A “passive” solar house provides cooling and heating to keep the home comfortable without the use of mechanical equipment. This style of construction results in homes that respond to the environment.
For passive heating and cooling, the plan of the house, careful site selection and planning, construction materials, building features and other aspects of the home are designed to collect, store and distribute the sun’s heat in winter; and to block the sun’s rays in summer. Passive solar houses can be built in any architectural style and in any part of the country.
The following techniques use passive solar strategies to provide heat:
Direct Gain is radiant heat resulting from sunlight admitted directly to the living spaces through south-facing windows, which warms the interior surfaces (walls, furniture, floors, etc.). For direct gain, the south-facing window area must be sized for the climate, the type of window used and the amount of thermal mass in the home.
Indirect Gain In a design that employs indirect gain, an attached sunspace or Trombe wall collects heat from the sun before transferring it to other spaces within the home. The air heated in a sunspace circulates naturally or with the aid of fans to other rooms.
Thermal Mass is any material in the home that absorbs and stores heat. Concrete, brick, tile and other masonry materials are the most common choices for thermal mass in a passive solar home, but let’s not forget logs and heavy timbers. These materials absorb and release heat slowly and are easily and inexpensively integrated into the house design. They are most effective when dark colored and located in direct sunlight. The addition of thermal mass allows saved solar energy to heat the house at night or on cloudy days. The combination increases the performance and energy-saving characteristics of the home, generally for only a modest cost increase.

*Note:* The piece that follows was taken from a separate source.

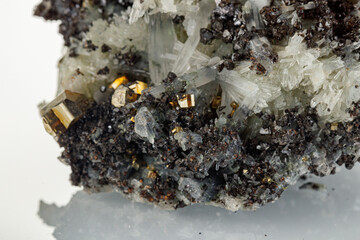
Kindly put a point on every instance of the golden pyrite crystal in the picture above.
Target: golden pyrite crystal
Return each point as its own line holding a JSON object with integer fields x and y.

The following techniques use passive solar strategies to provide cooling:
Passive solar cooling can reduce or even eliminate the need for air conditioning in homes. At its simplest, passive cooling includes overhangs for south-facing windows, few windows on the west, shade trees, thermal mass and cross ventilation. Some of the same strategies that help to heat a home in the winter also cool it in the summer. For example, with a well-designed overhang, the south-facing windows that admit the low-angled rays of the winter sun are shaded from the high-angled summer sun. Thermal mass, which stores heat in the winter to release in the evening, works in reverse in the summer. The mass cools down in the evening and retains that coolness the next day, moderating the effects of high daytime temperatures.